Я долго наблюдал деревню, какие-то работы там делал. Меня интересовало тогда несколько моментов: как от природы, природных объектов, трансформируя их, перейти к абстракции? Как рождается абстракция? Для себя я пытался ответить на этот вопрос. Конечно, здесь не может быть общей формулы. Но мне важно было понять, как художник постепенно приходит к абстракции. Многие авторы XX-XXI веков проходили этот путь. С другой стороны, меня интересовала тема разрушения колхозного строя. На этой основе был сделан этот проект.

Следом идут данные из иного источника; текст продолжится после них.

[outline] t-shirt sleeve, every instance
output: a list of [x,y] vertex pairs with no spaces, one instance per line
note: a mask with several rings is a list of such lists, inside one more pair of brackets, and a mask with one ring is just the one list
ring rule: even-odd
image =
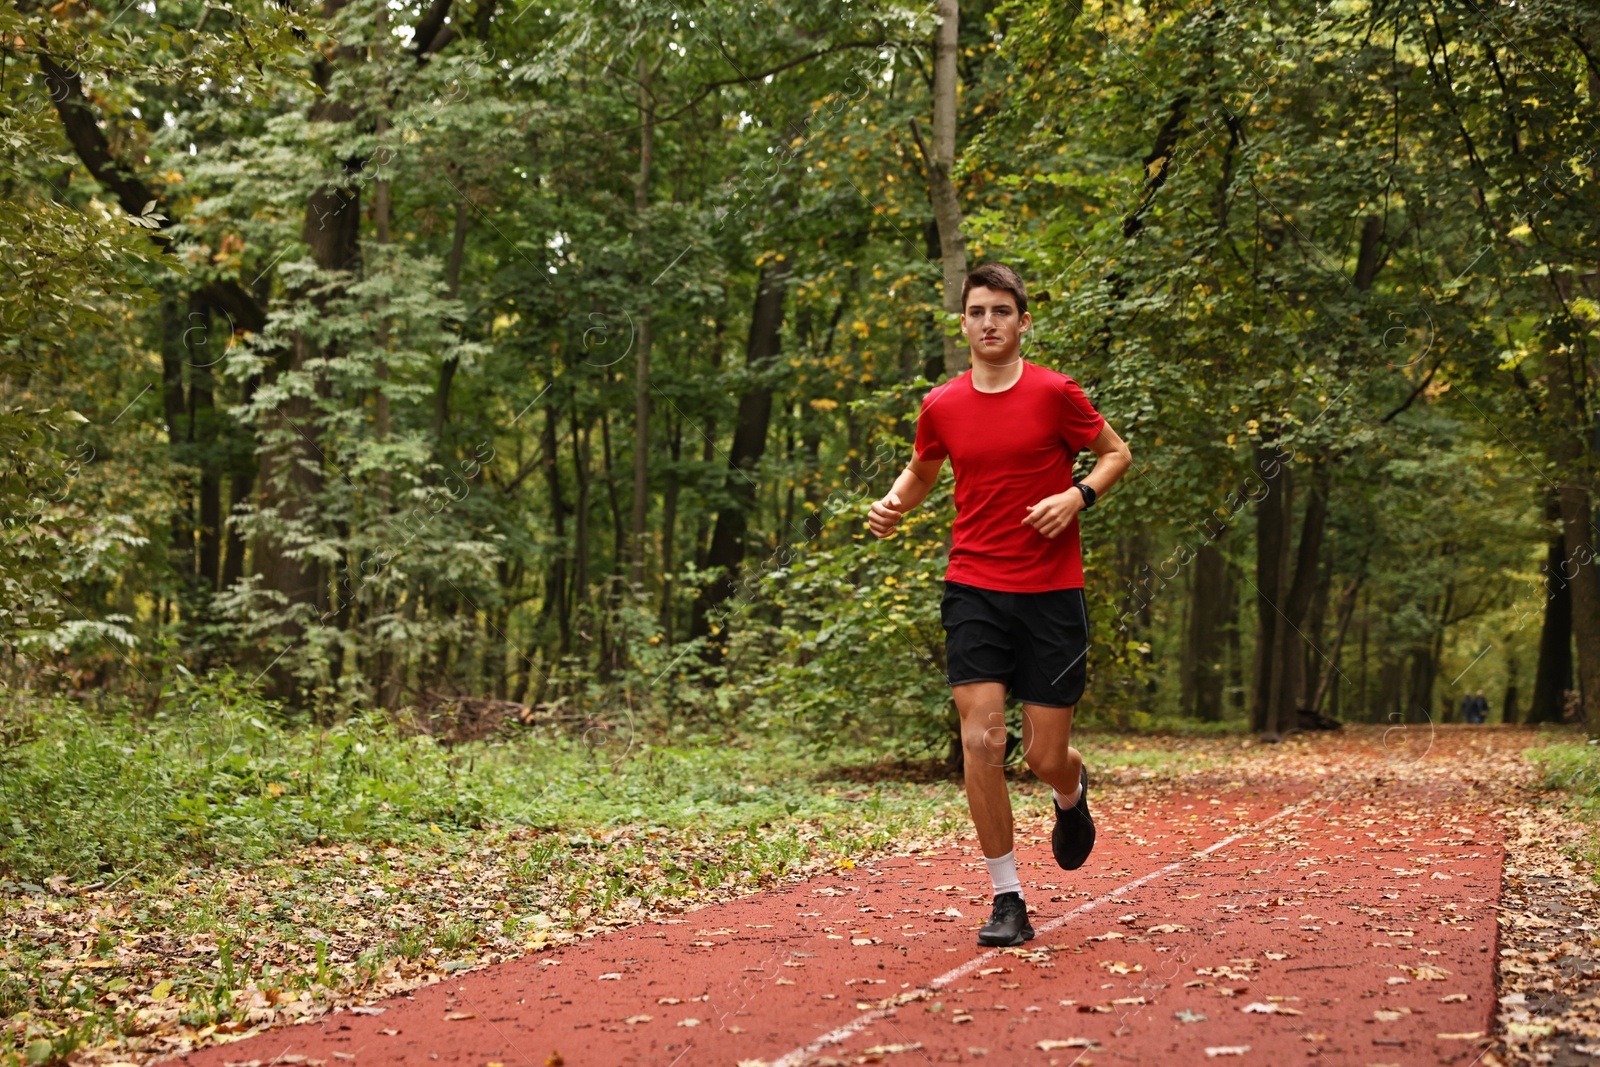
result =
[[1089,442],[1100,436],[1100,430],[1106,424],[1105,416],[1094,409],[1078,383],[1071,378],[1062,379],[1060,392],[1061,440],[1066,442],[1068,451],[1076,454],[1088,448]]
[[934,424],[933,409],[940,390],[935,389],[922,398],[922,411],[917,415],[916,453],[918,459],[942,460],[950,450],[939,440],[939,428]]

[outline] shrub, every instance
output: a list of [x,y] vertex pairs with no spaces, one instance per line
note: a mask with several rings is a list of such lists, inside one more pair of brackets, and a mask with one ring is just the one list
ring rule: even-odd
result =
[[458,764],[370,715],[284,724],[230,675],[180,672],[150,716],[20,696],[0,718],[0,869],[83,879],[475,826],[485,801]]

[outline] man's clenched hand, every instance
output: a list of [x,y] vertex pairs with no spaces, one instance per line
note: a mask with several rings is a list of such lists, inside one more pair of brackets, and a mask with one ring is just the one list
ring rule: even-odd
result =
[[1054,538],[1072,525],[1072,520],[1083,510],[1083,494],[1076,489],[1047,496],[1028,509],[1024,526],[1032,526],[1046,537]]
[[881,541],[894,533],[894,528],[900,524],[900,516],[904,514],[900,506],[900,494],[891,492],[882,500],[872,502],[872,508],[867,512],[867,526]]

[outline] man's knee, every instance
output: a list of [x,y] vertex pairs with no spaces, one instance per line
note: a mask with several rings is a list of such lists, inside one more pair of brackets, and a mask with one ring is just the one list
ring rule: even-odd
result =
[[1045,750],[1040,745],[1034,745],[1028,752],[1028,769],[1040,781],[1053,782],[1058,778],[1064,777],[1067,773],[1068,762],[1069,753],[1065,745],[1062,745],[1059,750],[1053,746],[1049,750]]
[[1006,728],[1003,723],[990,723],[974,716],[961,724],[961,747],[968,759],[982,759],[1001,763],[1006,754]]

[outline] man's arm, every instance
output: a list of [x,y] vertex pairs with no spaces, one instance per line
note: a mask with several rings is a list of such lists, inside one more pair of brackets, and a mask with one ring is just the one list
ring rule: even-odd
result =
[[[1128,444],[1117,436],[1117,431],[1111,428],[1108,422],[1100,428],[1089,448],[1099,457],[1094,462],[1094,468],[1079,479],[1079,484],[1087,485],[1094,490],[1096,503],[1099,498],[1111,491],[1122,476],[1128,473],[1128,468],[1133,466],[1133,453],[1129,451]],[[1054,538],[1078,517],[1078,512],[1083,510],[1083,494],[1073,488],[1054,496],[1047,496],[1028,509],[1028,517],[1022,522],[1032,526],[1045,537]]]
[[927,499],[939,480],[942,459],[912,459],[894,480],[894,487],[867,512],[867,526],[879,540],[894,533],[900,516]]

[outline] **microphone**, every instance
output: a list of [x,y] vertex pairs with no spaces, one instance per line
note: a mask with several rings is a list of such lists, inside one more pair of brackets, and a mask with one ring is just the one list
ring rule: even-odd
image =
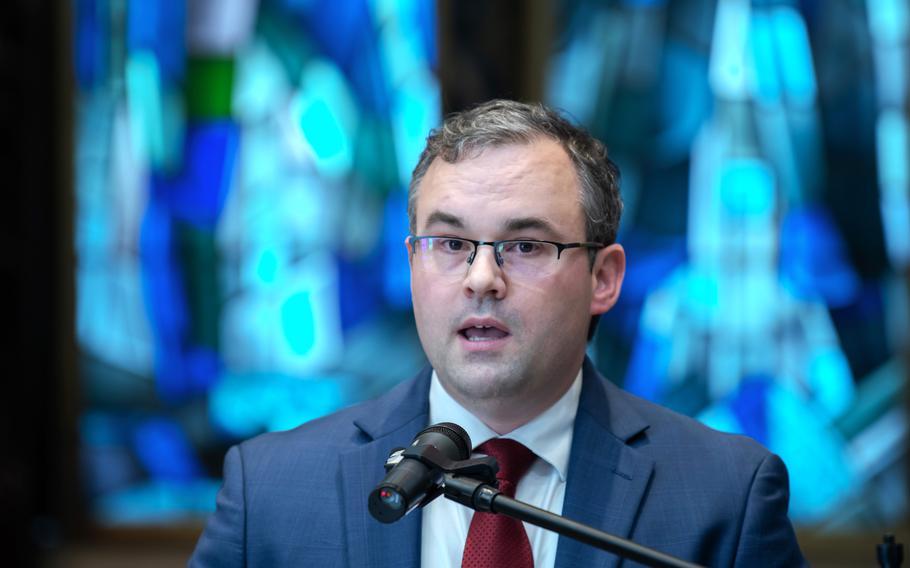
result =
[[471,438],[458,424],[440,422],[426,428],[409,448],[392,451],[385,479],[370,493],[370,514],[383,523],[394,523],[426,505],[440,494],[443,468],[470,457]]

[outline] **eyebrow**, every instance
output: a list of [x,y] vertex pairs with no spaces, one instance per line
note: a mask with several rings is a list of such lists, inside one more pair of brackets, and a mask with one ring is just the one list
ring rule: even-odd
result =
[[427,227],[435,224],[450,225],[456,229],[464,229],[464,222],[460,217],[439,210],[433,211],[430,213],[430,216],[427,217]]
[[525,231],[527,229],[544,231],[553,237],[558,235],[553,225],[540,217],[519,217],[517,219],[509,219],[506,222],[506,231],[508,232]]

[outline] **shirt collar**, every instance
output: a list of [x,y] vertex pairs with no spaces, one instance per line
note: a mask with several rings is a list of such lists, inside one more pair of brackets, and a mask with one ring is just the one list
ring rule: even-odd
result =
[[[549,463],[563,482],[569,467],[575,415],[581,397],[581,374],[579,369],[571,386],[553,406],[524,426],[501,436],[524,444]],[[430,424],[440,422],[454,422],[464,428],[475,448],[487,440],[500,437],[446,392],[434,370],[430,380]]]

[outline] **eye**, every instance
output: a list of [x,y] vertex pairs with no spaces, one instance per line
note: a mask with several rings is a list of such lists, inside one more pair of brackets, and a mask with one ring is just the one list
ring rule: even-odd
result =
[[503,252],[518,256],[534,256],[540,254],[543,243],[536,241],[508,241],[503,243]]
[[461,239],[442,238],[439,239],[439,245],[445,252],[463,252],[467,247],[467,243]]

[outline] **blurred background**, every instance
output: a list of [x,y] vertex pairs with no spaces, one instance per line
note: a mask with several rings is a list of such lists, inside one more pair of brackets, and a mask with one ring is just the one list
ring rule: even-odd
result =
[[778,453],[814,565],[910,536],[908,0],[17,0],[0,27],[11,565],[183,565],[230,445],[419,370],[410,172],[494,97],[622,171],[602,372]]

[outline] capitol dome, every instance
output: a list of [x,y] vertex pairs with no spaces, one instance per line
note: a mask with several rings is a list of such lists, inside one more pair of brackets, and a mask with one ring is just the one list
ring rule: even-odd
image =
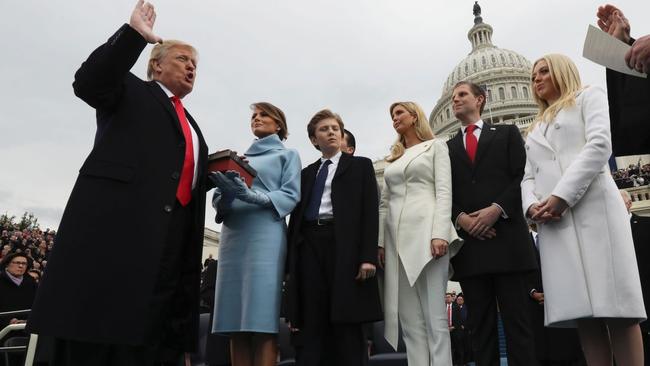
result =
[[474,4],[474,26],[467,33],[472,51],[449,74],[442,95],[429,116],[436,135],[450,137],[460,122],[452,110],[452,88],[459,81],[471,81],[486,90],[487,104],[482,119],[489,123],[516,124],[525,130],[537,114],[530,90],[532,64],[517,52],[492,44],[492,27],[483,23],[481,8]]

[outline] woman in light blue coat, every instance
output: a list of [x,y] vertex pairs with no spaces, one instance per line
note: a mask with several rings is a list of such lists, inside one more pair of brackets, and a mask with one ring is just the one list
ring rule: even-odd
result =
[[249,189],[234,171],[213,173],[212,205],[223,222],[212,332],[231,337],[239,365],[275,365],[286,256],[285,216],[300,199],[298,152],[287,149],[284,113],[270,103],[251,106],[257,139],[245,153],[257,171]]

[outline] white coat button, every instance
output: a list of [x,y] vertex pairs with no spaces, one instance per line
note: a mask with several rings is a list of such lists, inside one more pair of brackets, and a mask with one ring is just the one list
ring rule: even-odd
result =
[[526,150],[530,150],[530,146],[526,145]]
[[558,124],[556,123],[556,124],[555,124],[555,129],[557,130],[557,129],[559,129],[559,128],[560,128],[560,125],[558,125]]
[[539,173],[539,168],[535,168],[535,173]]

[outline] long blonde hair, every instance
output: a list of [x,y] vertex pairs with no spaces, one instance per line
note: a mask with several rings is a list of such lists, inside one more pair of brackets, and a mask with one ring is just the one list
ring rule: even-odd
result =
[[542,56],[533,64],[533,70],[540,61],[546,61],[548,71],[551,75],[551,81],[555,88],[560,92],[560,97],[550,104],[548,101],[541,99],[537,92],[535,92],[535,85],[533,83],[532,71],[530,85],[533,90],[533,99],[539,106],[539,112],[535,116],[535,121],[530,125],[527,132],[535,128],[539,122],[552,122],[555,116],[562,108],[574,106],[576,104],[576,93],[582,90],[582,82],[580,81],[580,73],[578,68],[571,61],[570,58],[560,54],[549,54]]
[[[404,109],[406,109],[406,111],[415,118],[415,135],[420,139],[420,141],[431,140],[434,138],[431,126],[429,126],[429,120],[419,105],[414,102],[395,102],[390,105],[389,112],[391,118],[393,116],[393,109],[395,109],[397,106],[404,107]],[[404,155],[404,151],[406,150],[405,145],[406,141],[404,139],[404,136],[398,133],[397,140],[393,146],[390,147],[390,155],[386,158],[386,161],[393,162]]]

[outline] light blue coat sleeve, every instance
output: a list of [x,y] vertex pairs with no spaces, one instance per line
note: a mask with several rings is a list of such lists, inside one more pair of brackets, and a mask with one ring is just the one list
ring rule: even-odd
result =
[[278,189],[267,193],[280,219],[289,215],[300,200],[301,169],[302,164],[298,152],[293,149],[287,149],[286,160],[282,165],[280,185]]

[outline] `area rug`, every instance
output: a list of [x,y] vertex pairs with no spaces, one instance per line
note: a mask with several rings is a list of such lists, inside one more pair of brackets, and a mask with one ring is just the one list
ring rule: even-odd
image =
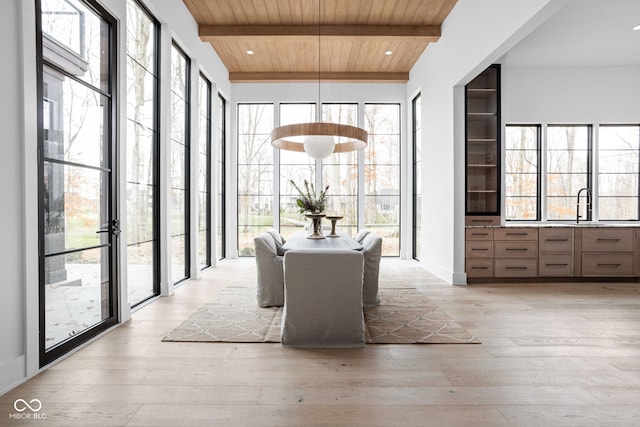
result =
[[[280,342],[282,307],[258,307],[255,294],[226,287],[163,341]],[[379,294],[380,305],[364,309],[367,344],[480,343],[415,288],[383,288]]]

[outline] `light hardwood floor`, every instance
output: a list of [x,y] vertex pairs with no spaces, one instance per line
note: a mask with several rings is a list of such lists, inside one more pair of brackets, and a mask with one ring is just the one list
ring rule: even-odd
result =
[[[225,285],[255,286],[229,260],[0,397],[0,425],[637,426],[640,285],[450,286],[384,259],[382,283],[413,284],[481,345],[163,343]],[[9,420],[37,398],[46,420]]]

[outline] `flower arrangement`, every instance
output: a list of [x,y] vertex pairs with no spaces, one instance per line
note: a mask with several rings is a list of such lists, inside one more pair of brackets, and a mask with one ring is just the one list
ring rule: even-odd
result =
[[320,195],[316,197],[316,189],[313,187],[313,184],[309,184],[309,182],[304,180],[304,191],[298,187],[298,185],[293,182],[292,179],[289,180],[293,188],[295,188],[300,194],[300,198],[296,199],[296,204],[298,205],[298,212],[301,214],[306,213],[322,213],[327,208],[327,190],[329,186],[327,185],[324,190],[320,192]]

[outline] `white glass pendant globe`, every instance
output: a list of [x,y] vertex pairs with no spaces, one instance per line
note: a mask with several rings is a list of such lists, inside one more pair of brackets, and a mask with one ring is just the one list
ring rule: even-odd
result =
[[331,135],[308,135],[304,137],[304,151],[316,160],[326,159],[333,153],[336,140]]

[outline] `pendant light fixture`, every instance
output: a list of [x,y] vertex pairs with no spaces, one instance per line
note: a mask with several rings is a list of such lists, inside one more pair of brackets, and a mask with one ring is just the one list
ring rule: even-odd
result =
[[[318,0],[318,107],[320,96],[320,2]],[[271,145],[281,150],[305,152],[317,160],[332,153],[362,150],[367,146],[367,131],[356,126],[338,123],[313,122],[279,126],[271,131]]]

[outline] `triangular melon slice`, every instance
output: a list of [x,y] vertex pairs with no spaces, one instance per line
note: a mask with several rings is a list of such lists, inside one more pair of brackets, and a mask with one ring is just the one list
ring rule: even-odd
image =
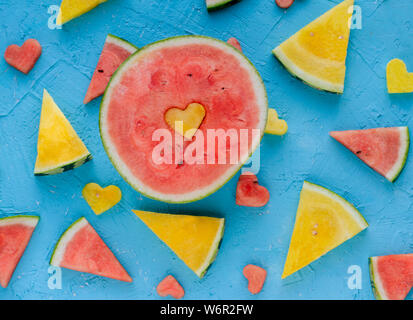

Идея заключалась не в простом разрушение домов. Сегодня, по прошествии 15 лет, дома преобразились, деревня преобразилась, новое поколение начало обустраивать ее. Тогда умирание колхозов, советского – все это было очень наглядно. Лет десять я наблюдал это разрушение. Но что способно предотвратить вот это вот гниение, разложение? Только искусство. Т.е. только инструментами искусства мы можем это зафиксировать, оставить, превратить в факт истории. Меня очень интересовали моменты истории. Я исходил из того, что у нас все деревянное, деревянная культура постройки домов, хозяйственных строений. Это деревянное горело с периодичностью в 10-20 лет, опять же разрушалось и исчезало. Проводя параллель, вспомню свой опыт пребывания в маленьком местечке в Италии, Урбино, родине Рафаэля. Там в мэрии нам показали списки людей, которые жили здесь с века XIV-XV-го – вся эта история сохраняется. У нас же ничего нету. Пришло время, ушло время – и что? Как будто ничего и не было. Сохранить, зафиксировать нас в моментах истории может только искусство. Что художник может сделать? Что он может противопоставить загниванию? В целом уходу, исчезновению? Только свое искусство. Разрушение объекта было превращено в совершенно другую суть. Дальше последовала серия геометрической живописи…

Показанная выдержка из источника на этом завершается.